Good God, she’d thrown him a surprise party.
He hadn’t had this many friends since The War, and in war, you sort of make strange bedfellows and he couldn’t really be certain of any of that anymore.
She’d thrown him a surprise party.
The contentment he’d felt earlier warmed him all the way to his toes as he watched everyone laughing, eating, teasing each other, fitting in—a little family of misfits.
He felt right at home.
Tony offered to put on loud, thumping music, but no one wanted to dance.
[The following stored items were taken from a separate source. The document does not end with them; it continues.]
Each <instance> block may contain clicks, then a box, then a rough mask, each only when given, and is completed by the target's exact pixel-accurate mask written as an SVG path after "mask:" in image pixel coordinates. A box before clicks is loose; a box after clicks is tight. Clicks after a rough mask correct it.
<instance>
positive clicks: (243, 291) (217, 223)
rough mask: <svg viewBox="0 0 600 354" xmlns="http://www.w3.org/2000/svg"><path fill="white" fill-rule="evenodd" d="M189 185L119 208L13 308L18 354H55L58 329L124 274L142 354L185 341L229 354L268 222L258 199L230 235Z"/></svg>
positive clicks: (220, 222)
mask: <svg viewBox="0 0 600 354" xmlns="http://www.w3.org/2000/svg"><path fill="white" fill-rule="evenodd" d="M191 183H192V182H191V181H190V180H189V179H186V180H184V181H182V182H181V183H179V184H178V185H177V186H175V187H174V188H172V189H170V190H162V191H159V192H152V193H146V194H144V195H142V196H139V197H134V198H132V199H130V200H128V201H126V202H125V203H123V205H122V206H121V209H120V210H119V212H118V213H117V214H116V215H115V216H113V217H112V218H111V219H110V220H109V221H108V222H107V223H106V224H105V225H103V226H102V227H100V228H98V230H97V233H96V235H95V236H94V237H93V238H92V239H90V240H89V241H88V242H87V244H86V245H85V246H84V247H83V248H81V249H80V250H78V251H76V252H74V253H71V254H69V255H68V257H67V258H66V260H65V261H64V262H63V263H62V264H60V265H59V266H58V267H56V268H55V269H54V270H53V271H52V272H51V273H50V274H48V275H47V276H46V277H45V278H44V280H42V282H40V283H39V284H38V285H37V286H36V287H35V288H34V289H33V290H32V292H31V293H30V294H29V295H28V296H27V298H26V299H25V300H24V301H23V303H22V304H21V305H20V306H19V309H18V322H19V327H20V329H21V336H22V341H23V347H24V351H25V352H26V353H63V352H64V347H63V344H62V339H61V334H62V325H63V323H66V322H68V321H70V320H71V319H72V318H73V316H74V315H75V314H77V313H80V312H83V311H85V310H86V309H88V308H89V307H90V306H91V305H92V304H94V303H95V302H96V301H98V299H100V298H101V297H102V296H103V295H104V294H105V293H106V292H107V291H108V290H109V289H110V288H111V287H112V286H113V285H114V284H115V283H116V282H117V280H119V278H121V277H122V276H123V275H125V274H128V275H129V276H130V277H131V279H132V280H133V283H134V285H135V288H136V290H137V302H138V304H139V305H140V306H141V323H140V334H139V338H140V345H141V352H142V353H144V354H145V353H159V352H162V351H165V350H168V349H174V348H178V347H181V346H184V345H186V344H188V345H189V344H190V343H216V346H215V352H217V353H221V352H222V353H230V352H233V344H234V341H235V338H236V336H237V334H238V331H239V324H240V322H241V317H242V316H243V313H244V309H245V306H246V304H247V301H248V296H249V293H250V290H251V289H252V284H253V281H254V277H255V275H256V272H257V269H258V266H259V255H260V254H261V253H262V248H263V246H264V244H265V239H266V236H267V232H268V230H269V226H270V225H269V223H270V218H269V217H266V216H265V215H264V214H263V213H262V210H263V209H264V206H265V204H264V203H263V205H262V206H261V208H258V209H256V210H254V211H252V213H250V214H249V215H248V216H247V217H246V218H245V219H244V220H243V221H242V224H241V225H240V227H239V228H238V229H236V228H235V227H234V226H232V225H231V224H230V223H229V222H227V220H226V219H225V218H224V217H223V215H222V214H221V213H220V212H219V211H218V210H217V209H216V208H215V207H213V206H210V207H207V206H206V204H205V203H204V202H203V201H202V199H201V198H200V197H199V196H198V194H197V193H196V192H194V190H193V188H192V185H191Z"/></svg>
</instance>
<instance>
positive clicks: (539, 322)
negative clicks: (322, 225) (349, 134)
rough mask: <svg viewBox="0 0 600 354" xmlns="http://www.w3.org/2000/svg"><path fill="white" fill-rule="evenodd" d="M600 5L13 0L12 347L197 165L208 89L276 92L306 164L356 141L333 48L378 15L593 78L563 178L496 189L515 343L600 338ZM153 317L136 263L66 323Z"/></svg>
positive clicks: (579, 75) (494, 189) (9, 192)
Clint suggested a drinking game, but Darcy put the kibosh on that before someone got drunk in the middle of a classy museum.
“Why don’t we just, like, go out into the museum? I mean, since we’re here, and all,” Peter finally spoke up, hand raised and everything. “I mean, I’ve lived here my whole life and I think I’ve been here, like, twice.”
“You’re whole life?” Strange teased him, giving him a look. “What is that, about sixteen years?”
Peter blushed.
But the idea gained traction and they cleaned up, shut off the lights, and filed slowly out in a line, Darcy hooking her pinky finger around his and setting her head on his shoulder. “Happy Birthday, Soldier Boy.”
He pressed a kiss to the top of her head. “Thanks, Dollface.”
Tony grumbled from behind them at the slow speed of their pace, even while Lila and Cooper argued ahead and held them up, Clint turning red in embarrassment. “Okay, I don’t know about you guys, but I wanna see this Brontosaurus you keep talking about.”